Liban: les réserves d’oxygène s’amenuisent, les malades meurent chez eux

  • La somme des infections confirmées en laboratoire a dépassé le quart de million dimanche
  • "Certains nous implorent de leur vendre des générateurs d'oxygène, neufs ou d'occasion. Le prix d'un neuf est de 700 dollars normalement, mais les usagés sont vendus pour près de 5 000 dollars" explique Dr Wael Jaroush, spécialiste des soins intensifs

BEYROUTH: De nombreux médecins infectiologues et bactériologues au Liban anticipent une nouvelle augmentation des cas de Covid-19 la semaine prochaine, alors que les hôpitaux s’essoufflent au-delà de leur capacité.  

Depuis dimanche, le pays compte désormais plus de 250 000 cas d’infection confirmés par les laboratoires.

Au cours des dix-sept premiers jours de l'année, 67 655 nouveaux cas ont été enregistrés, et le confinement doit se prolonger encore dix jours.
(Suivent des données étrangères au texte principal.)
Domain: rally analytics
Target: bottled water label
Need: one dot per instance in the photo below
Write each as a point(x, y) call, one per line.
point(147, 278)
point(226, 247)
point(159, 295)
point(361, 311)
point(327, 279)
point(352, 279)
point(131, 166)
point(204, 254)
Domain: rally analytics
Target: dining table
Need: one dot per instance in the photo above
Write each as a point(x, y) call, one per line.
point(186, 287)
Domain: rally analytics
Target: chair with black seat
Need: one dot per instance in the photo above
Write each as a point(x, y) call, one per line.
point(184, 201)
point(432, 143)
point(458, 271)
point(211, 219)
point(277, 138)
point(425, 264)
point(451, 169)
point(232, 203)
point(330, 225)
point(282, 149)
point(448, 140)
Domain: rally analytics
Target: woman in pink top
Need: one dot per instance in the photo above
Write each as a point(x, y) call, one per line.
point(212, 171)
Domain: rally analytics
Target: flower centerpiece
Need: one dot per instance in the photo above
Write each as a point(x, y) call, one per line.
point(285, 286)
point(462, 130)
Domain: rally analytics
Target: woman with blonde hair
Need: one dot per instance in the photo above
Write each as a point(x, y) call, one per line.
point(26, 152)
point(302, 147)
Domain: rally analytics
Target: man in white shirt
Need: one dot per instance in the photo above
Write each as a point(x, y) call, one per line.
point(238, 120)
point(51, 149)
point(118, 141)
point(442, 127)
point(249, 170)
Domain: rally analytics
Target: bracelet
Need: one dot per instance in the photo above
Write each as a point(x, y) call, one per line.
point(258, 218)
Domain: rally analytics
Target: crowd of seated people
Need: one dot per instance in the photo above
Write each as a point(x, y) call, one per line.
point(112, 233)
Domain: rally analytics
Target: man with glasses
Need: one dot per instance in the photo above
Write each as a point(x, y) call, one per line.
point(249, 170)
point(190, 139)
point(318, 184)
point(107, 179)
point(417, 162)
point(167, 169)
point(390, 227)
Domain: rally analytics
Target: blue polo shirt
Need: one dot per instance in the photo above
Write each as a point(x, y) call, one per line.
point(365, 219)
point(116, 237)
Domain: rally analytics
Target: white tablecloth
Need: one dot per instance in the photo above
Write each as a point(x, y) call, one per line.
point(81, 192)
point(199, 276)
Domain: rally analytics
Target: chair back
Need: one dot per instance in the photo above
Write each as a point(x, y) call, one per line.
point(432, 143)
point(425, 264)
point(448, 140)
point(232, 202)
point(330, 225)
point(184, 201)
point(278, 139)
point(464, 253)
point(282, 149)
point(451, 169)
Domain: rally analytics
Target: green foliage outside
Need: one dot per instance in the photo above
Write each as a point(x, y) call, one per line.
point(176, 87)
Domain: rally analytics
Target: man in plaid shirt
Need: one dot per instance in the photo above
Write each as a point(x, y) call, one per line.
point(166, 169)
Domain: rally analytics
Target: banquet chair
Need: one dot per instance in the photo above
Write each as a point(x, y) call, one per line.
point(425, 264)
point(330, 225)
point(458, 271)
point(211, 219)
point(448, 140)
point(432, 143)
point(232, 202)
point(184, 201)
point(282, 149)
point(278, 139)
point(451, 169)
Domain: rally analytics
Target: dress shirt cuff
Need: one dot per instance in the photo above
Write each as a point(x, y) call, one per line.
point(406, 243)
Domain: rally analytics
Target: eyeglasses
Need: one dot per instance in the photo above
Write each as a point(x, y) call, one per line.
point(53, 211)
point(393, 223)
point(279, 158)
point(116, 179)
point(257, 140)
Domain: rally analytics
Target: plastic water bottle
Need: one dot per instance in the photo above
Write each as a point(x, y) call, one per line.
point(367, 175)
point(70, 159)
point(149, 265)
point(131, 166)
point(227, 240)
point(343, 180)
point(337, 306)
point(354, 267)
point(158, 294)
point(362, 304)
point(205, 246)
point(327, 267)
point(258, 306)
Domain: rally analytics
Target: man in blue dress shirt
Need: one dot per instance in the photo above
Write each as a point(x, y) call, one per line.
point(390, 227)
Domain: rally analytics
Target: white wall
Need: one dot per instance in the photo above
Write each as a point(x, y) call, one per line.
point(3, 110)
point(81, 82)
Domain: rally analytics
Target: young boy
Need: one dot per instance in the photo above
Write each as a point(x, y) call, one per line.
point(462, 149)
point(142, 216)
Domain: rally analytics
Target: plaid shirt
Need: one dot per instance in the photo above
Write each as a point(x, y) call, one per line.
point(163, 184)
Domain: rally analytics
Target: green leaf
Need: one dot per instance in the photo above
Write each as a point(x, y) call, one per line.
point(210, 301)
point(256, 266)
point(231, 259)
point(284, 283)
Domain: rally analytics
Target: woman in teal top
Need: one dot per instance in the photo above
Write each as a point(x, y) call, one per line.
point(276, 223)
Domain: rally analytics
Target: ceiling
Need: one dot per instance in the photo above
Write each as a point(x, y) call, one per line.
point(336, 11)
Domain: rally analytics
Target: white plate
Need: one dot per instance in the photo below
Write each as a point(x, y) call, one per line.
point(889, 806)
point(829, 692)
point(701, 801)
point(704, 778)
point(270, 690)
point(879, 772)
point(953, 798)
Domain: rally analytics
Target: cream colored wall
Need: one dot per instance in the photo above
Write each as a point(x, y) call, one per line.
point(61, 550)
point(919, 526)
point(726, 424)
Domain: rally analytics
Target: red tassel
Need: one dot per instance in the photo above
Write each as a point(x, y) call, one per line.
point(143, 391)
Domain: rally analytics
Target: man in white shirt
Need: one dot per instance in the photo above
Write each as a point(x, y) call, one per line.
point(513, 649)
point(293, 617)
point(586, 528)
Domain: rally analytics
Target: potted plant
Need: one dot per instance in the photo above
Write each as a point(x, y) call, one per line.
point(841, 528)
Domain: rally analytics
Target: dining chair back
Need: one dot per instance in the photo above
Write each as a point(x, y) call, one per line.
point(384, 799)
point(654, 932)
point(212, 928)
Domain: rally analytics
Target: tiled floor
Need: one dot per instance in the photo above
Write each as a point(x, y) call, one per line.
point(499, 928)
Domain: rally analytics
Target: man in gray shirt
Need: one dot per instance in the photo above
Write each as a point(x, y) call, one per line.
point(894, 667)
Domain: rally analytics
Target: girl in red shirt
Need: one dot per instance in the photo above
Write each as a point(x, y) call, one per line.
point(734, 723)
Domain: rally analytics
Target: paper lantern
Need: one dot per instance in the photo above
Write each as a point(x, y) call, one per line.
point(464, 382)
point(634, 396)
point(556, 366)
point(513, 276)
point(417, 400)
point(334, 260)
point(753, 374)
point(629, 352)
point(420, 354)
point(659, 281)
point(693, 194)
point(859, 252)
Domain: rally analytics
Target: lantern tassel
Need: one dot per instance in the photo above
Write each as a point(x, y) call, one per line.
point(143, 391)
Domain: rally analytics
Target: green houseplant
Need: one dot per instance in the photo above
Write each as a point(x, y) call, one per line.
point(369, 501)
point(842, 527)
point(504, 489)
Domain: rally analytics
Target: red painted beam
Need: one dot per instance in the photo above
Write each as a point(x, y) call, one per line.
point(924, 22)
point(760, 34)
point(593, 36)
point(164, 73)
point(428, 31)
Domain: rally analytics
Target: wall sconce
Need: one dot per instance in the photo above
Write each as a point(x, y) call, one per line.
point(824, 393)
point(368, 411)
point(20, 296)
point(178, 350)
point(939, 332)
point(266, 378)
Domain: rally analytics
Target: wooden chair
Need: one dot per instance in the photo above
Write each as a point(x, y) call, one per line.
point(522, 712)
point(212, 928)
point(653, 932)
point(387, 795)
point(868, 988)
Sleiman Haroun, chef du Syndicat libanais des hôpitaux privés, a déclaré que «la scène épidémiologique au Liban ne reflète qu’une partie de la réalité, qui est bien pire», dit-il. Il ajoute que «tous les lits réservés aux patients de Covid-19 dans les hôpitaux et les services d'urgence sont occupés, et des dizaines de patients se déplacent d'un hôpital à l'autre à la recherche d’une place. Les hôpitaux ont dépassé leur capacité».  

Le Dr Wael Jaroush, pneumologue et spécialiste des soins intensifs explique qu’il n’a «jamais rien vu de tel» et qu’il n’aurait «jamais cru vivre une telle expérience. Il n'y a pas de place pour les patients dans les services d'urgence. Ils meurent chez eux. Certains nous implorent de leur vendre des générateurs d'oxygène, neufs ou d'occasion. Le prix d'un neuf est de 700 dollars normalement, mais les usagés sont vendus pour près de 5 000 dollars, et comme certains ne sont payables qu’en devises étrangères, la famille du patient doit aussi acheter les dollars sur le marché noir pour plus 8 000 livres libanaises».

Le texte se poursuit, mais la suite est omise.